A major component of 15-388/688 is a final group project in which you investigate some applied data science problem and gain experience with the full data science pipeline. This is an open-ended project, where you find some data and select a method of analysis, apply it, and draw conclusions about the data.
|Release date||Due date|
|Proposal||Oct 17||Nov 1|
|Video Screening||Dec 6|
|Video Feedback||Dec 6||Dec 8|
There will be a mandatory video screening section for all students in the Pittsburgh campus, on Dec 6 from 4:30 PM to 7:30PM in Rashid Auditorium (GHC 4401). Food will be provided, with vegetarian options.
If you have any questions about the requirements, please talk to the course staff.
Topic & Data
- The focus of the project should be on analyzing a data set to ask some underlying question about the data or the process generating the data.
- While you can use advanced algorithms to help you answer this question, the focus on the final project should not be solely on the algorithms themselves, but should be in some practical question you want to understand from the data itself.
- The project must analyze a real data set, not a synthetic data set. You may collect your data from a computational process.
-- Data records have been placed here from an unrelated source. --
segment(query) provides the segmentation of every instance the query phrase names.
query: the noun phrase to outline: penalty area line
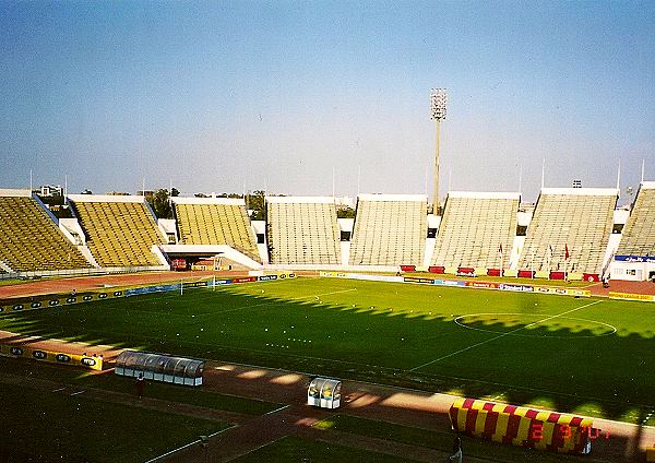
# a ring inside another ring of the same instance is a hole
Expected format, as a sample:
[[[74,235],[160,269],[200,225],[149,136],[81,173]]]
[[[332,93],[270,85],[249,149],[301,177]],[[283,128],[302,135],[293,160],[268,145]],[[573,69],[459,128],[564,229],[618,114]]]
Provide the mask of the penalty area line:
[[[462,349],[460,349],[460,351],[455,351],[455,352],[453,352],[453,353],[450,353],[450,354],[448,354],[448,355],[444,355],[443,357],[436,358],[434,360],[426,361],[425,364],[422,364],[422,365],[419,365],[418,367],[409,368],[409,370],[407,370],[407,371],[416,371],[416,370],[418,370],[418,369],[421,369],[421,368],[424,368],[424,367],[427,367],[427,366],[429,366],[429,365],[436,364],[437,361],[444,360],[444,359],[446,359],[446,358],[450,358],[450,357],[453,357],[453,356],[455,356],[455,355],[457,355],[457,354],[462,354],[463,352],[471,351],[472,348],[479,347],[479,346],[481,346],[481,345],[484,345],[484,344],[488,344],[488,343],[490,343],[490,342],[492,342],[492,341],[500,340],[501,337],[504,337],[504,336],[509,336],[509,335],[511,335],[511,334],[514,334],[514,333],[515,333],[515,332],[517,332],[517,331],[525,330],[525,329],[526,329],[526,328],[528,328],[528,327],[534,327],[535,324],[544,323],[545,321],[552,320],[552,319],[556,319],[556,318],[558,318],[558,317],[565,316],[567,313],[571,313],[571,312],[574,312],[574,311],[576,311],[576,310],[584,309],[585,307],[594,306],[594,305],[596,305],[596,304],[600,304],[600,302],[603,302],[603,300],[595,300],[595,301],[593,301],[593,302],[585,304],[584,306],[580,306],[580,307],[576,307],[576,308],[574,308],[574,309],[567,310],[565,312],[561,312],[561,313],[558,313],[558,314],[556,314],[556,316],[546,317],[545,319],[541,319],[541,320],[534,321],[534,322],[532,322],[532,323],[528,323],[528,324],[526,324],[526,325],[524,325],[524,327],[519,327],[519,328],[516,328],[516,329],[514,329],[514,330],[512,330],[512,331],[508,331],[507,333],[499,334],[498,336],[493,336],[493,337],[491,337],[491,339],[489,339],[489,340],[486,340],[486,341],[479,342],[479,343],[477,343],[477,344],[473,344],[473,345],[471,345],[471,346],[468,346],[468,347],[464,347],[464,348],[462,348]]]

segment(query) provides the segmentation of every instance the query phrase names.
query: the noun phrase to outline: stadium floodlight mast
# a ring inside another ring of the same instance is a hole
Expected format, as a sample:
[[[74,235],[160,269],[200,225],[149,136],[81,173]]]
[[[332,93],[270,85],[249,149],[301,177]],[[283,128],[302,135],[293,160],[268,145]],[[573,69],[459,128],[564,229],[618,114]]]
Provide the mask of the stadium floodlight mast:
[[[434,150],[434,190],[432,198],[432,213],[437,214],[439,209],[439,131],[440,124],[445,119],[445,104],[448,94],[445,88],[432,88],[430,92],[431,118],[437,121],[437,145]]]

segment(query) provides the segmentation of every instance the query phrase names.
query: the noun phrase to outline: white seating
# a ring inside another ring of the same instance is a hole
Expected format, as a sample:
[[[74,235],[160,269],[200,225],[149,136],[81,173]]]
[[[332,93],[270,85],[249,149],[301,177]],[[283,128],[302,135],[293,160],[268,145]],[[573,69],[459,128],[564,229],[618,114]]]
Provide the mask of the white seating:
[[[271,263],[341,263],[340,229],[332,198],[266,198]]]
[[[428,232],[422,195],[360,194],[350,242],[352,265],[421,265]]]
[[[655,256],[655,182],[641,185],[617,254]]]
[[[508,269],[519,202],[519,193],[449,193],[432,265]]]

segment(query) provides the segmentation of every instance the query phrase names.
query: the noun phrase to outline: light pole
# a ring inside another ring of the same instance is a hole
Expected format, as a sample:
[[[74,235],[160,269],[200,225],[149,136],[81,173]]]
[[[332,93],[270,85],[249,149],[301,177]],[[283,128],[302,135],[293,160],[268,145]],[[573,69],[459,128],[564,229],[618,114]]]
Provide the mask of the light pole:
[[[437,121],[437,145],[434,150],[434,190],[432,192],[432,213],[437,214],[439,210],[439,130],[443,119],[445,119],[445,104],[448,94],[445,88],[432,88],[430,92],[431,119]]]

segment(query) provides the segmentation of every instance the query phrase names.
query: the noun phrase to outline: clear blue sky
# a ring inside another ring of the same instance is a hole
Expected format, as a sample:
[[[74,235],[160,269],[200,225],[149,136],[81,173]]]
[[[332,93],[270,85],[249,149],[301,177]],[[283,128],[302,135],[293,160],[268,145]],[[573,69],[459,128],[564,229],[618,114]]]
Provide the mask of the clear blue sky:
[[[653,1],[2,1],[0,188],[424,193],[436,86],[442,195],[655,179]]]

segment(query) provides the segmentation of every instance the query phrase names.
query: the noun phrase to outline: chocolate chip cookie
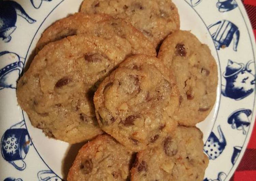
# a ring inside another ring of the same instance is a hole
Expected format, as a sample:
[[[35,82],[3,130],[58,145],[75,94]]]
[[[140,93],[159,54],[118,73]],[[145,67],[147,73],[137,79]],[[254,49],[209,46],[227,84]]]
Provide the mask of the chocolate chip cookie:
[[[212,109],[218,82],[216,63],[206,45],[188,31],[172,33],[163,43],[158,57],[173,72],[180,93],[174,118],[193,126]]]
[[[177,126],[172,116],[179,94],[156,58],[128,58],[101,83],[94,98],[100,127],[133,151],[153,146]]]
[[[99,136],[79,150],[67,181],[129,180],[133,155],[110,136]]]
[[[168,35],[180,28],[178,10],[171,0],[84,0],[80,11],[125,19],[156,47]]]
[[[150,41],[124,20],[107,15],[88,15],[81,13],[57,21],[46,29],[36,45],[37,51],[50,42],[81,33],[92,34],[107,39],[111,39],[115,34],[129,42],[132,54],[156,55]]]
[[[94,92],[104,78],[132,53],[125,39],[89,34],[68,36],[45,46],[17,84],[18,101],[32,125],[70,143],[102,134]]]
[[[131,180],[202,180],[209,163],[202,137],[197,128],[178,127],[160,145],[137,153]]]

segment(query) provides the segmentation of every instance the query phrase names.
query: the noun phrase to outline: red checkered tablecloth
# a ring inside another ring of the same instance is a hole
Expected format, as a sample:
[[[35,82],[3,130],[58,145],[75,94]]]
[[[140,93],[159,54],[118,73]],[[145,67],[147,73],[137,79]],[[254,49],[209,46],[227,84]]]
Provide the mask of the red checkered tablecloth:
[[[256,0],[242,0],[256,40]],[[243,158],[230,181],[256,181],[256,124]]]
- You cannot use a pre-curated data set, such as data sets from Kaggle or something similar (unless you substantially build on the data).
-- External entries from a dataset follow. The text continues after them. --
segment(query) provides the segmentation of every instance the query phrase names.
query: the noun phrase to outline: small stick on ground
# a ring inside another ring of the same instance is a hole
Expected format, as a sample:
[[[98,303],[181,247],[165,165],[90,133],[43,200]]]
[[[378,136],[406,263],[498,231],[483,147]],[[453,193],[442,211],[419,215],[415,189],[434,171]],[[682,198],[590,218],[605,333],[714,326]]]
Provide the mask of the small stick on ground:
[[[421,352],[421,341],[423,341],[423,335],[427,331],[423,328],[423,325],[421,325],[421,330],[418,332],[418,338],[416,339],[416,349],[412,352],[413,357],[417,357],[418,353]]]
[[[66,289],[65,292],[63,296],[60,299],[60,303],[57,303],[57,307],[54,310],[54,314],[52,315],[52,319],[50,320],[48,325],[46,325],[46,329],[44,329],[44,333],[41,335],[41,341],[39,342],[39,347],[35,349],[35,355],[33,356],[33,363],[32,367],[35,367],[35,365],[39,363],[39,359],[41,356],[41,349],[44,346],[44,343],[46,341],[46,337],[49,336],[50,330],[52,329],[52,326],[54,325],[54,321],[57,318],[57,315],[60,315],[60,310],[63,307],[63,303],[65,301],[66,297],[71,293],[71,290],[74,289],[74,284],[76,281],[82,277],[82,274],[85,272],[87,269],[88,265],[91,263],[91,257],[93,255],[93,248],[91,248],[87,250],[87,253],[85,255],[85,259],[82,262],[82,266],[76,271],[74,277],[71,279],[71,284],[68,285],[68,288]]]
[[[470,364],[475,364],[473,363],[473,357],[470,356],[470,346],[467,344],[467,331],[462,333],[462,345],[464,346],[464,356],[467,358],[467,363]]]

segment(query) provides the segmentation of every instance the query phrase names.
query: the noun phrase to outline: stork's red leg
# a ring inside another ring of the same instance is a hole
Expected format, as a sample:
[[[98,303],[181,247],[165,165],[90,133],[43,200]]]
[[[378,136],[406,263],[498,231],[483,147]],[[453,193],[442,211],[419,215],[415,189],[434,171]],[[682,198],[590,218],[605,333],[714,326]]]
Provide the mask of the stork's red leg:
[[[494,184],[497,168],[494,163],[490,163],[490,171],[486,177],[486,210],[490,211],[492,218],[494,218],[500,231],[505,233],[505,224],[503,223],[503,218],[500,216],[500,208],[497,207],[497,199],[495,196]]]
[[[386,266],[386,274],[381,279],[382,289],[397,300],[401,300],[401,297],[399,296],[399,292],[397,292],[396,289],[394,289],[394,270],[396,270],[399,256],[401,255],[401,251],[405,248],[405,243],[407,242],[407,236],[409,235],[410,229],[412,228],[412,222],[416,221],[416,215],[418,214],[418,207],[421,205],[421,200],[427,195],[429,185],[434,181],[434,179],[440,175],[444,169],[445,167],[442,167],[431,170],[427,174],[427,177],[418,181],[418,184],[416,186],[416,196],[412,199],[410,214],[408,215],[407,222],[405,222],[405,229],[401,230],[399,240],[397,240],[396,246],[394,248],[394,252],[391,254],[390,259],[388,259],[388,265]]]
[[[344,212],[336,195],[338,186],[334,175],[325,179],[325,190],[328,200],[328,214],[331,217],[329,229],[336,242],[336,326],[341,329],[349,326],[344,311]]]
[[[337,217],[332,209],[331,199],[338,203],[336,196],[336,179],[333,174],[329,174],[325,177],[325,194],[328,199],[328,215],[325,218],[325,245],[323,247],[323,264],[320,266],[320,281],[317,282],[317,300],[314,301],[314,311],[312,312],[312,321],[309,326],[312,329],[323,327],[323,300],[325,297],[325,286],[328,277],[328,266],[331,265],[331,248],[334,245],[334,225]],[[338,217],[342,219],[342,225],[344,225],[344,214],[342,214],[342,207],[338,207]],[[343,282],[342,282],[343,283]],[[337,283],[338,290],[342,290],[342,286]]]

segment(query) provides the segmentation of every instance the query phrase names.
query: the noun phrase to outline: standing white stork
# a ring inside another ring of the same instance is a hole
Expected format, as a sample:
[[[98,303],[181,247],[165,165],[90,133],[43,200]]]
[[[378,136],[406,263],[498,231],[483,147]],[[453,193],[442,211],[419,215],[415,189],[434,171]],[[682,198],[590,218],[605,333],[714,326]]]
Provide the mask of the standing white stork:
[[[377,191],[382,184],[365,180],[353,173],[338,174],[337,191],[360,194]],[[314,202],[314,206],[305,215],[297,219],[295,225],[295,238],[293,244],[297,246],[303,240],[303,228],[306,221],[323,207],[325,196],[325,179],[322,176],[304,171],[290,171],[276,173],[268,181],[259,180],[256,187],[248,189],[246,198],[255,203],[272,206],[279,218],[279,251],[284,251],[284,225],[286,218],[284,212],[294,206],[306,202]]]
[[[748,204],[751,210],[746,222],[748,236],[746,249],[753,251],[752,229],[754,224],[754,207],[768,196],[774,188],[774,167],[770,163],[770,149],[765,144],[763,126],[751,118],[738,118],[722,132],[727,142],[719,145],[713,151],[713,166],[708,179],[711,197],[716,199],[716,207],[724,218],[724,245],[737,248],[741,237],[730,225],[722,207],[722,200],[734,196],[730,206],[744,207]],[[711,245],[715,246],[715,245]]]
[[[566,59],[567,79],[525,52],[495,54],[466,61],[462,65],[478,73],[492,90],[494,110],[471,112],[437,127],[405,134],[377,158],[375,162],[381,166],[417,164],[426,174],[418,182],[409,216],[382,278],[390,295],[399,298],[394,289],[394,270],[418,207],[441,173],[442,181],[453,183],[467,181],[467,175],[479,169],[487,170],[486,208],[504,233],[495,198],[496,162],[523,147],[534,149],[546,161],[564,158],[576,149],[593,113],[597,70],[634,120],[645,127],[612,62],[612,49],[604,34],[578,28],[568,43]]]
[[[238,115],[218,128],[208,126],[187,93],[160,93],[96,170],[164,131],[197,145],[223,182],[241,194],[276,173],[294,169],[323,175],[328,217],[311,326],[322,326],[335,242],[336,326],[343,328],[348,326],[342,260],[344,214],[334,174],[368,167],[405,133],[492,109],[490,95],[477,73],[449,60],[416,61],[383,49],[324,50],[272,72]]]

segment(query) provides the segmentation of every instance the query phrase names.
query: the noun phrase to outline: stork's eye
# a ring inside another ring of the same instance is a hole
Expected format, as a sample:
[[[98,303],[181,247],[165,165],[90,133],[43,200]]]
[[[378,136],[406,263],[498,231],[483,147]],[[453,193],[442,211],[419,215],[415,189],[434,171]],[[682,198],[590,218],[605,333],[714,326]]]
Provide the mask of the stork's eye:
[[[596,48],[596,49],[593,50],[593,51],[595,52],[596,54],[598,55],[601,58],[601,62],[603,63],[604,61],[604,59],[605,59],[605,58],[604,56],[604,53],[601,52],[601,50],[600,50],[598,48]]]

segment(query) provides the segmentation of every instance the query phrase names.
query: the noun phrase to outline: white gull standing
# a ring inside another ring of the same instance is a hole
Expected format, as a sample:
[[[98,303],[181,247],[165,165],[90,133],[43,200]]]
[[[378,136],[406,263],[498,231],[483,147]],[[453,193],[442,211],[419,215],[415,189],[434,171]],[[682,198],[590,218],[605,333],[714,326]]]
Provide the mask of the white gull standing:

- You can pick topics that overlap with your existing areas of research.
- The final project should be done in groups of 2-3 students.
- One student in each group will submit the project proposal and the Andrew IDs of other students in the group.
We will not approve any groups of four or more students. In very rare cases, we may approve students who want to work on a project alone, but there must be a well-founded reason for this beyond not being able to find a group to work on a particular topic of interest: for example, one student was approved to work alone on data covered by federal privacy regulations.
Students taking the course as 15-388 and 15-688 can be in the same group.
Students auditing the course (who are not required to do this project) may not be in the same group as students not auditing the course.
You should submit your proposal and your group here by midnight, Nov 1. Only one student in each group needs to submit the form.
The proposal should be no more than 1200 characters. In it, you should briefly cover:
- what underlying question you are trying to answer,
- how your data will be collected, and–
- what analysis you will be performing
To complete this project you must communicate your findings through a video and a report.
You must submit a 90 second video explaining your work. This can be:
- a recording of a slideshow with voiceover,
- a screen-capture of the system you’ve built,
- an animation explaining your project, or
- anything as long as it is a video file and it lasts no more than 90 seconds.
You must submit a link to this video hosted on YouTube for screening during class.
You are required to provide simple feedback to 5 other student presentations. We will randomly assign other groups for you to provide feedback for. The provided feedback will not affect your grade, but will be anonymously provided to the group.
The final report must be submitted as an nbviewer link to a Jupyter notebook. We recommend you work in a public GitHub (or similar) repository and simply link to the final report, but you can also upload your final draft to a server.
The instructors will be grading your notebook using a static rendering of the notebook. The notebook should still be written as a traditional report, just one that makes reproducing your report much easier for anyone who is interested in diving more deeply into your work. It should be readable as a narrative explaining your project without requiring the reader to run any code. We (or your peer reviewers) may request your report, data, additional code, and requirements file.
The final report has a constraint of 2000 words of prose, and no limit on the amount of code. However, if you develop very large code blocks as part of the project, you should include them in a separate Python file. Your notebook should be executable in cell order.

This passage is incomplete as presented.